What does Fatou's Lemma really say?

Solution 1:

$$ (0,1),\quad(1,0),\quad(0,1),\quad(1,0),\quad\ldots $$ The terms of a sequence are alternately $(0,1)$ and $(1,0)$. In either case, the sum of the two components of each pair is $1$, so the lim inf of the sum of the two is $1$. But the lim inf of the sequence of pairs is $(0,0)$, and the sum of the two components of that pair is $0$.

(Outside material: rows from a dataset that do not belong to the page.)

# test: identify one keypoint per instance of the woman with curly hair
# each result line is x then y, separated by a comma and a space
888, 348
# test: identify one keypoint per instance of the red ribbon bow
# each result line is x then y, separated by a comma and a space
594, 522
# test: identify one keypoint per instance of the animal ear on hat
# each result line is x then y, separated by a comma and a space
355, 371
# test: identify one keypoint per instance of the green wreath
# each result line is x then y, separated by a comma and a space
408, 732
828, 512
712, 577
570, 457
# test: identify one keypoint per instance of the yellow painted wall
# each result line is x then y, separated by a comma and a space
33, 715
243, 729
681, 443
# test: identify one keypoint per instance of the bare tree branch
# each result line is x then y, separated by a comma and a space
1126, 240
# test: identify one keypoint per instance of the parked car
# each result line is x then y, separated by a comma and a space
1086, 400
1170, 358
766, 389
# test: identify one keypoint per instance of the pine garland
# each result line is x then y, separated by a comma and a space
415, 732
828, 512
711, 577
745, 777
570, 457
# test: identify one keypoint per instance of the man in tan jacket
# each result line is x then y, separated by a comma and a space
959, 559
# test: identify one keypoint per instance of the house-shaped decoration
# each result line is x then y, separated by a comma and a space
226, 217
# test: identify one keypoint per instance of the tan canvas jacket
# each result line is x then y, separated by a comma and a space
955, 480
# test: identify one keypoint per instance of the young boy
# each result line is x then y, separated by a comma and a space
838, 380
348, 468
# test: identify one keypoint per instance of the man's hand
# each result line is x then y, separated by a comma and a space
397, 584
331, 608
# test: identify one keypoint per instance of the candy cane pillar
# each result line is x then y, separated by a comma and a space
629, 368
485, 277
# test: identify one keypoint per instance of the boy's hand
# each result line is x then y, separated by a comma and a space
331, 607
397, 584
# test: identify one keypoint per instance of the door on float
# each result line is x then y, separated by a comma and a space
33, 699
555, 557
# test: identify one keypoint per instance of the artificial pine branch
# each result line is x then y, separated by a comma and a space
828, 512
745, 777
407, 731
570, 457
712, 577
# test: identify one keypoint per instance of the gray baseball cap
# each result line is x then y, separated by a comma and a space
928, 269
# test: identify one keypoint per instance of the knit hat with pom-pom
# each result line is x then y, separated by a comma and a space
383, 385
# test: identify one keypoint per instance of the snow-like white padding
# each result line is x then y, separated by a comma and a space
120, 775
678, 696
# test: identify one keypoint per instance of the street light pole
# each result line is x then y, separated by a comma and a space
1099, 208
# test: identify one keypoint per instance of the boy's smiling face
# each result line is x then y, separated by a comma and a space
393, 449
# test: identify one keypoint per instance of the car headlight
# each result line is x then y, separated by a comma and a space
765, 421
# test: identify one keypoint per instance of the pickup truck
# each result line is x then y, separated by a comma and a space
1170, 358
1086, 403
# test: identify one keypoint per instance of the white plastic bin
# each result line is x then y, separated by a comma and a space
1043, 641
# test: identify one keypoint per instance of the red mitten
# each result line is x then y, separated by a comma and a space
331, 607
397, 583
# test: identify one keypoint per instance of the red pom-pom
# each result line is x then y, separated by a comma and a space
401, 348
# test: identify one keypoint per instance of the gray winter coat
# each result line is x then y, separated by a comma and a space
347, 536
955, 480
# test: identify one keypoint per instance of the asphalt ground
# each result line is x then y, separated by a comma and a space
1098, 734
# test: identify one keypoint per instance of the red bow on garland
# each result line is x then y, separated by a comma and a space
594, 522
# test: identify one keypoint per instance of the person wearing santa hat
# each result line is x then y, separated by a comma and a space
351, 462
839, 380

In other words, for every value of $x$, $f_n(x)$ may be small for infinitely many $n$, but the values of $n$ for which $f_n(a)$ is small are not the same ones for which $f_n(b)$ is small.

Solution 2:

If $E_i$ is measurable then $$ \lim\ \inf E_i =\{x \mid x\in E_i\ \text{ except finitely many } i \} $$

Then we have $$ \mu (\lim\ \inf E_i)\leq \lim\ \inf \mu(E_i)\ \ast$$

If $E_i$ is a measurable, then $f_i=\chi_{E_i}$ is measurable. So $$\lim\ \inf \mu(E_i) = \lim\ \inf \int_X f_i $$

And if $E:=\lim\ \inf E_i$ then $$ \lim\ \inf f_i= \chi_E $$

Hence Fatou is a generalization of $\ast$.